Texas Carlsbad Well [1 of 3: People on Porch]

Description: The Texas Carlsbad Well was located at 415 NW 1st Avenue, directly across the street west of the first Crazy Well drinking pavilion. This picture appears to be a promotional advertisement for the pavilion. The name of the well was lettered at the top of the building under the large eaves of the roof. The pavilion was replaced with a brick building, the "New Carlsbad Well' around 1909. Stained glass windows were added to the new pavilion showing a picture of Ponce de Leon and his "Fountain of Youth" mineral water. This picture has been cropped, and the second picture of this image shows more of the outer detail.
Date: 1905?

[Mineral Wells Firemen , About 1907]

Description: Photograph of a group of men posing for a photograph on a firetruck.

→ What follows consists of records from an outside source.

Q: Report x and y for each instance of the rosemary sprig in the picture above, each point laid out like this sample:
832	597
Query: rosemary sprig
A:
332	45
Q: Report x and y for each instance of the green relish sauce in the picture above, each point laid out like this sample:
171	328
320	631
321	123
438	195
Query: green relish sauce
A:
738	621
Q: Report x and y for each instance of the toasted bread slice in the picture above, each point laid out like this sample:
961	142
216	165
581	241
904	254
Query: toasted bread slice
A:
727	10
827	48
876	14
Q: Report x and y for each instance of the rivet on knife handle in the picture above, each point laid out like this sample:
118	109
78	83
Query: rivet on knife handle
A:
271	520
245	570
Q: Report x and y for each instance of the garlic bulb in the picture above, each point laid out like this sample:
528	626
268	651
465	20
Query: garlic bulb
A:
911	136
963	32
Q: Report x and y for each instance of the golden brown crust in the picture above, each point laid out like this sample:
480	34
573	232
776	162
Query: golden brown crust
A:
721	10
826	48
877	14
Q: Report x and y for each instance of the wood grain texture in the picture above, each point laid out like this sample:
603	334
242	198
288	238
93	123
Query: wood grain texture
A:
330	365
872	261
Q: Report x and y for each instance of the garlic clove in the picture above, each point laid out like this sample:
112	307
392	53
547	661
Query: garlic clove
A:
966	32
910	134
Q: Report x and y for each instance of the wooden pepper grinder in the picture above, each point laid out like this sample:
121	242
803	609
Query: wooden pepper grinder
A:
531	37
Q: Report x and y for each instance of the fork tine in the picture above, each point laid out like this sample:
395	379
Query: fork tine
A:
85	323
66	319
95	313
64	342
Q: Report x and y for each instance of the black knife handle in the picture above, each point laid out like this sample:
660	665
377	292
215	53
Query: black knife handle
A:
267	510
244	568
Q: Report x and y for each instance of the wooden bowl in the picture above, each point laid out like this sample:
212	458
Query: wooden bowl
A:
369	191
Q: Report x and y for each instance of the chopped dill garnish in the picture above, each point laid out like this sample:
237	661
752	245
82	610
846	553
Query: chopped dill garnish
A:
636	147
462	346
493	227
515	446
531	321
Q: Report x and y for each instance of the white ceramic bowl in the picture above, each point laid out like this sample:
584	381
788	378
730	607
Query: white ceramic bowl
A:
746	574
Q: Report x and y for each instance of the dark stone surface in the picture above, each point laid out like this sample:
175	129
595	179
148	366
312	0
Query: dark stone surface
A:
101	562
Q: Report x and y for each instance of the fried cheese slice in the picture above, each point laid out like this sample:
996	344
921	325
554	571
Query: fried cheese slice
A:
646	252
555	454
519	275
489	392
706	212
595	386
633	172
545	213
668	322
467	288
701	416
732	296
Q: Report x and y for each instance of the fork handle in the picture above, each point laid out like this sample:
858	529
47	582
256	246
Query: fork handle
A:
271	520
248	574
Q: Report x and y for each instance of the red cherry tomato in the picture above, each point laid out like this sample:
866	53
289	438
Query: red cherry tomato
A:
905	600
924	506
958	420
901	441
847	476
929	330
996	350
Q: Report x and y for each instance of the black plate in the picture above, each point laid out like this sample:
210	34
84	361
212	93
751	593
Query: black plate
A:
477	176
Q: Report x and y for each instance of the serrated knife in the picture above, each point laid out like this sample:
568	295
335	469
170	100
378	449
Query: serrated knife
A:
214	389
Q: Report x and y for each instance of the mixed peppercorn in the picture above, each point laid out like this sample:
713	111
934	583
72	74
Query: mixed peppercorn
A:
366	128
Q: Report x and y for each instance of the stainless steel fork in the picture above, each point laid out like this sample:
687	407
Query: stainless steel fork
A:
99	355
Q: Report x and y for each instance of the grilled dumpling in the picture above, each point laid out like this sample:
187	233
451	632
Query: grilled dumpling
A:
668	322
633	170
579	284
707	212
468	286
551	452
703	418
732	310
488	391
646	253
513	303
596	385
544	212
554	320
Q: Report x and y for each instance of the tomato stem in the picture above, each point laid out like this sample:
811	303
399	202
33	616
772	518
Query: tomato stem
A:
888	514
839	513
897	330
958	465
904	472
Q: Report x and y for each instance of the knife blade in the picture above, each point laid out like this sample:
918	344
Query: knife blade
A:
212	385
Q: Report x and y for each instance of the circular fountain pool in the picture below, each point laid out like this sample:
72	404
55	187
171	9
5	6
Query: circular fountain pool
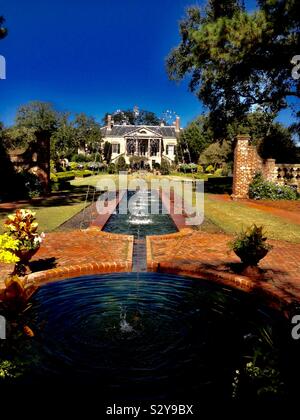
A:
157	337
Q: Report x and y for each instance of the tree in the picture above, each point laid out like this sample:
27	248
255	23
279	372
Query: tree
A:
216	154
39	116
3	30
18	137
133	117
87	133
63	140
194	139
237	60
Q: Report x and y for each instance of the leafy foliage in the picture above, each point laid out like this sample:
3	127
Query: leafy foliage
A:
250	245
8	245
22	227
215	155
121	164
260	189
165	167
194	139
133	117
237	60
3	30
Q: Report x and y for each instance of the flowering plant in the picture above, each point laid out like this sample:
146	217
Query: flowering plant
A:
7	247
21	241
23	227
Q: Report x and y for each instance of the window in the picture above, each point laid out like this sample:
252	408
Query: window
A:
170	149
116	148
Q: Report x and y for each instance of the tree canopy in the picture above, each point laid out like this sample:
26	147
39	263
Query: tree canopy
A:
236	60
3	30
194	139
39	120
273	140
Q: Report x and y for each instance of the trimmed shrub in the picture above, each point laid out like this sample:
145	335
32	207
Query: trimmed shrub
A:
80	157
65	176
73	166
111	169
218	172
209	169
32	186
260	189
83	174
188	167
250	245
164	167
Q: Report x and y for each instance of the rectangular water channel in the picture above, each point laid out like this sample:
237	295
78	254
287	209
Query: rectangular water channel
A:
140	222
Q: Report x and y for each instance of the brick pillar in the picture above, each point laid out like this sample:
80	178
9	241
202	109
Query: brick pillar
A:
241	167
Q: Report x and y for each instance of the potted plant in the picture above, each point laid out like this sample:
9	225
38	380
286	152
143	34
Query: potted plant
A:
251	246
22	228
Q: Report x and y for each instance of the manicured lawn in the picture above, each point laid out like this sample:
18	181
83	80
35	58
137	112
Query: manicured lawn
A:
233	216
48	217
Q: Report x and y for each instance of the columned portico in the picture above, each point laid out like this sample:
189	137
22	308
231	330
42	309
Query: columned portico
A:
144	145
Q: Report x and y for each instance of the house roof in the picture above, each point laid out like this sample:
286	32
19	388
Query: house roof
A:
123	130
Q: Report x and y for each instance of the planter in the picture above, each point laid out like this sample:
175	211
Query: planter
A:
249	258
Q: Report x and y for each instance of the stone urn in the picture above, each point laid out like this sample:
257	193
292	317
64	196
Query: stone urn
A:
249	258
25	255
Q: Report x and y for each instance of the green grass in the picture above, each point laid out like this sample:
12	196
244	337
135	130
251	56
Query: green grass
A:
49	218
232	217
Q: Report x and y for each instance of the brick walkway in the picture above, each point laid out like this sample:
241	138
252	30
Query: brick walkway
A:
70	254
206	255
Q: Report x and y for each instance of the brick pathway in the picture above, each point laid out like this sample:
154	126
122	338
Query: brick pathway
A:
190	252
69	254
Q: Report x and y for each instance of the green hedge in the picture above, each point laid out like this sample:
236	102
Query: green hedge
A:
83	174
65	176
260	189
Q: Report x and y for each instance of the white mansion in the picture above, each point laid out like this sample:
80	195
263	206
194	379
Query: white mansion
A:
142	143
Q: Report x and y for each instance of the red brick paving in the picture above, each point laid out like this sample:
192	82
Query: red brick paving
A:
187	252
68	254
206	255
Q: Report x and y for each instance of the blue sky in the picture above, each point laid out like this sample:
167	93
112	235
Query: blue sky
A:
94	56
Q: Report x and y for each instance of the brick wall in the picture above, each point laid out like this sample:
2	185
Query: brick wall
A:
36	159
246	163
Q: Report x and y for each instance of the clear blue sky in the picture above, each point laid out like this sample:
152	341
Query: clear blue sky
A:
93	56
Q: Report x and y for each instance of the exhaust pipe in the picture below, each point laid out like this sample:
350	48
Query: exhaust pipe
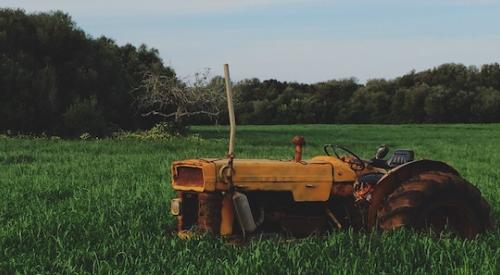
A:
244	213
230	109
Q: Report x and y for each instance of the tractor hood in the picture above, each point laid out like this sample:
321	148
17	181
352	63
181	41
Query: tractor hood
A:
309	180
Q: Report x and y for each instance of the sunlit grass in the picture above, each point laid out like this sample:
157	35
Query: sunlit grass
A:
102	205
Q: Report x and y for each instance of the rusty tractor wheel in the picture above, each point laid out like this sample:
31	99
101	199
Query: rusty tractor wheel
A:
437	201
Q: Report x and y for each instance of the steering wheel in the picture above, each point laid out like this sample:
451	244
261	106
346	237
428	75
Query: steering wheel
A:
356	164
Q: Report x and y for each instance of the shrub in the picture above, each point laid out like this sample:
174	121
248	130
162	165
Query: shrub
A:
84	116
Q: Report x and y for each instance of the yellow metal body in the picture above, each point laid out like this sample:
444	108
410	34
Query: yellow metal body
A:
309	180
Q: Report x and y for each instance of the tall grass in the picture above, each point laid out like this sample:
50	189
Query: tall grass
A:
102	205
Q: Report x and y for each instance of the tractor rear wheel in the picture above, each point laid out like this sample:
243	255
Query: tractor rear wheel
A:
437	201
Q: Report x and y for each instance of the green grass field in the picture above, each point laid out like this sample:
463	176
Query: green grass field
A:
103	205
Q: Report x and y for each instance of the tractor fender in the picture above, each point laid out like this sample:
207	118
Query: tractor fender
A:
393	179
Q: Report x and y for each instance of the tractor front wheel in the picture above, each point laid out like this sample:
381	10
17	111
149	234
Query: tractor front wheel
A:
437	201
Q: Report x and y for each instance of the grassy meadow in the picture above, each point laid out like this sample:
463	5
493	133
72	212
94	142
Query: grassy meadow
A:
102	206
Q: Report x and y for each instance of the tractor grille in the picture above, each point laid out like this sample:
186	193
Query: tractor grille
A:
189	176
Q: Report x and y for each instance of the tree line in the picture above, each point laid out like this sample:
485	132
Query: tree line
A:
56	79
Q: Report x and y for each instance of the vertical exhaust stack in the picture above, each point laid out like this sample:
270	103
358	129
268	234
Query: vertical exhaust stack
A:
230	109
299	142
240	200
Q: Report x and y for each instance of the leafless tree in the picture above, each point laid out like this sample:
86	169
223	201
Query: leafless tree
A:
174	99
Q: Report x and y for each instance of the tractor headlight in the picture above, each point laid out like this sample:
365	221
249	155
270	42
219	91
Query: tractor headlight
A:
175	206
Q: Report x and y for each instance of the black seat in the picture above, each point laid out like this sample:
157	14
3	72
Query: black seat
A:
401	156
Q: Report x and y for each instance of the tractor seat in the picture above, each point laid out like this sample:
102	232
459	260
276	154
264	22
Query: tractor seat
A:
400	157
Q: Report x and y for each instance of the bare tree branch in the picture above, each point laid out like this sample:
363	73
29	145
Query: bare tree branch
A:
170	98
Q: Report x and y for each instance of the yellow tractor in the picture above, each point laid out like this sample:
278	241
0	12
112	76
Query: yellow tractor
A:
239	197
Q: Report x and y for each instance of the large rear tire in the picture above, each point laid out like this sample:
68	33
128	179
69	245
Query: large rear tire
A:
437	201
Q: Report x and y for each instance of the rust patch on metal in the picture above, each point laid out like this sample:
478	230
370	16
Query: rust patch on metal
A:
392	180
189	176
209	212
343	189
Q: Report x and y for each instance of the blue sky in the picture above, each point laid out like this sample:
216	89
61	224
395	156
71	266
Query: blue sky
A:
295	40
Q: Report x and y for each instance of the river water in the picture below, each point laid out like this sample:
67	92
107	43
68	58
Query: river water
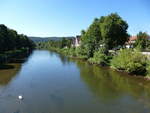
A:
51	83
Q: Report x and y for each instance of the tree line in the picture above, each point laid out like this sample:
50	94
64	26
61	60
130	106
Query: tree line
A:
104	34
11	40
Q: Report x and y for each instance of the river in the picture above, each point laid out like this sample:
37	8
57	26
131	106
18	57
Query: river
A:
51	83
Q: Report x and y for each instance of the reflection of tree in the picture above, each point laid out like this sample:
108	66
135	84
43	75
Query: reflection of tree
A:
64	59
108	84
7	74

Front Row: Guy Croft, Henry Russell, J W (Buck) Thomas, Jube Warren, Holland Cogdell, Bill Deck (mask on), Bob Bozzell, Oscar Bish -Chief- , John Moore. Top Row - John Gill, Ben McGowen, D.E. Odell, Henry Briley, Arthur Ford, Arthur Howard, C.H. Alexander, Henry Hester, J.W. Birdwell, Ernest Wallace, Reginald Cogdell (driver). 18 are known to be deceased." Then, in Mr. Weaver's handwriting again, "All but three deceased."